Lower river – drowned river valley
Only a few thousand years ago, the mouth of the river would have looked very different. Back then, during the last ice age, the river didn’t empty into Botany Bay as it now does but flowed past Kurnell to the former sea level, kilometres off shore.
As sea levels rose so too did sand which became deposited by wave action (and potentially tsunamis) to create a ‘barrier’ between Kurnell and Cronulla with Botany Bay being formed behind it. The Kia’mia story tells the experience of the indigenous people who lived through these events.
Further inland, as the sea level rose it began to fill the narrow river valley of the Georges that had been carved into the sandstone valley over millions of years. This created several bays as the small gullies and tributaries of the river became drowned with salt water.
At the end of these bays where creeks still enter the river, sediment accumulated creating ‘bayhead deltas’ - shallow areas of intertidal land which became colonised by mangroves and saltmarsh. Other shallow areas of the lower river were created by an infilling of the valley, caused by sediment moving down from the upper catchment and sediment being moved in by tides from Botany Bay.
Middle river – unconfined flood plain
Around East Hills, the high sides of the sandstone valley become replaced by a wide and relatively flat floodplain. The banks of the river here are naturally comprised of sand and fine sediment which can be eroded by the river. This type of geomorphology is known as an ‘unconfined valley setting.’

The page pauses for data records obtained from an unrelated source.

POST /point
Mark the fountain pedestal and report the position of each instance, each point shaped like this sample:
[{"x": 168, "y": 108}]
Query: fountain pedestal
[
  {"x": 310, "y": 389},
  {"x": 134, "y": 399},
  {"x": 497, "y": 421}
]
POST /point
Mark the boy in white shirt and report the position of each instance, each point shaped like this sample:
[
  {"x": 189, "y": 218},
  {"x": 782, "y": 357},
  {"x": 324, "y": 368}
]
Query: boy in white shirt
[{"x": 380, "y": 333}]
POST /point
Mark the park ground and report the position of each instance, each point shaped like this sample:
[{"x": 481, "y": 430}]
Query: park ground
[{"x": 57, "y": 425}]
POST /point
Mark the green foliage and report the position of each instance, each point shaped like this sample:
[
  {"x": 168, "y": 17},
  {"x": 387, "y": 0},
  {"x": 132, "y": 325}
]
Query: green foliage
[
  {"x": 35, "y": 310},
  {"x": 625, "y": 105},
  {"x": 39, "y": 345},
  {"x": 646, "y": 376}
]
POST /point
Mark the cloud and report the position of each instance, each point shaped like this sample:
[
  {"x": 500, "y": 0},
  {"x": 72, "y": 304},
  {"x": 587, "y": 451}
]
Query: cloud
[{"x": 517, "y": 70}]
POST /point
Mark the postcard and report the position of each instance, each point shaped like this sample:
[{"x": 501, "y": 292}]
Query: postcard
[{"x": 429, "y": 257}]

In recent years, many of the foreshores have been ‘hardened’ with rock and concreate seawalls to prevent the river from altering its course.
There are a few tributaries which enter the Georges river along this section such as Cabramatta and Prospect Creeks which flow slowly from west to east across the Cumberland plain. Where these creeks enter the river at Chipping Norton the river turns nearly 90 degrees to the south. Around here, sand has been deposited from the eroding upper catchment over thousands of years.
Chipping Norton was also the site of sand mining activities during the 20th century which created the artificial lakes.
Upper river – sandstone gorges and plateaus
Liverpool Weir represents the start of the freshwater section of the Georges river. Upstream, the river begins to rise into sandstone dominated areas of the Woronora Plateau. Here the river has cut into the sandstone to create a tight valley or gorge.
The river is confined to the bedrock channel in most areas along the upper river with only small discontinuous sections of sandy floodplain.
The occasional deep pool or scour hole can be found as the river slows down after descending through particularly steep sections of the gorge.
The headwaters of the Georges River and some of its tributaries are on top of the plateau, flowing through flat ‘hanging swamps’ before plunging into the gorge country on the way to the coast.